As for me, I’ll continue to speak my mind. If anything I say offends you, good. That means I’m doing my part.

Our history…

I have an affinity for history. I spent my academic life studying it. I’ve spent my life since then reading as many books about it as I can get my hands on. I haven’t always agreed with the conclusions drawn by those authors. Some of them seemed to go out of their way to disregard major events and themes of the times of which they wrote. Even good historians get it wrong now and then. New facts overturn the old and our basis of knowledge and understanding in the field grows day by day and year by year.

What never occurred to me, then or now, is to be ashamed of our history – not even the ugly parts. It’s our history. Good and bad. It’s what made us. Sure, we can choose to ignore it. We can re-write it to conform to our collective national “sensitivities.” We can become apologists, tripping over ourselves to hide or disavow the deeds of the past. None of that changes the past though – not the real past – not what actually happened.

It’s our history. As someone who’s spent three decades with a healthy respect for it, I won’t hide from it or cleanse it to serve the purpose of the day. I won’t be ashamed of it to conform to the whims of the moment… and I damned well won’t apologize for it.

A case of the feels…

We’ve been wandering down the path of politically correct, overly sensitive molly coddling for most of my adult life. I was lucky I guess to catch the tail end of the last generation that was allowed to compete, win, lose, and sometimes feel badly about ourselves.
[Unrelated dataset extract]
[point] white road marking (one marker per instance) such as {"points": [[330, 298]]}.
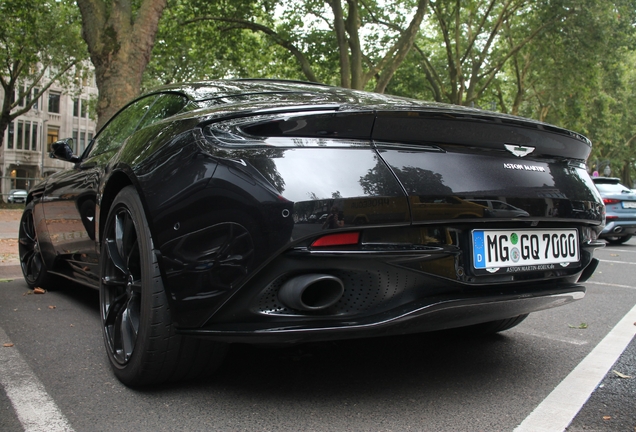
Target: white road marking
{"points": [[558, 409], [35, 409], [618, 262], [550, 337], [613, 285], [620, 250]]}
Now we all get trophies just for showing up. We’re told that good enough is ok. And for God’s holy sake we must walk on every eggshell in order to avoid saying or doing something that someone, somewhere may find in any way offensive or objectionable.

So here’s my open invitation: If you ever find yourself in a conversation with me, just spit out whatever is on your mind. Don’t feel any need to mince your words or to use euphemisms to “soften the blow.” Be honest and forthright in your meaning – you know, the way our parents taught us. You’re not going to hurt my feelings because we’re grown adults and anywhere within my (admittedly limited) span of control you’re allowed – even encouraged – to have an opinion different than mine. On some level I might even find some of those opinions offensive. That’s ok too. Having your ideas challenged builds character. And believe it or not, having character and the courage of your convictions use to be considered a good thing.
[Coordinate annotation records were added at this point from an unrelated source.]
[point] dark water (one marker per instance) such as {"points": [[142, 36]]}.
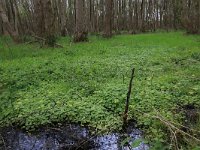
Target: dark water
{"points": [[70, 137]]}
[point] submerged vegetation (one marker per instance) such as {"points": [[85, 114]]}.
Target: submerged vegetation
{"points": [[87, 83]]}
Not now, though. What we want now is a world where we all think the same things, feel the same way, don’t rock the boat too hard, or heaven forbid, have an original idea that doesn’t march in lock step with whatever passes for the mainstream. Don’t offend anyone. Don’t hurt their feelings. Don’t dare express an opinion that isn’t approved, packaged, and sanitized for your goddamned protection.

There was a time we did great things in this country. It was a time when we were dared to dream heroic dreams… but it was also a time when we didn’t worry quite so much about bumps, bruises, and skinned knees – and when having a bad case of the feels wasn’t considered a mortal wound.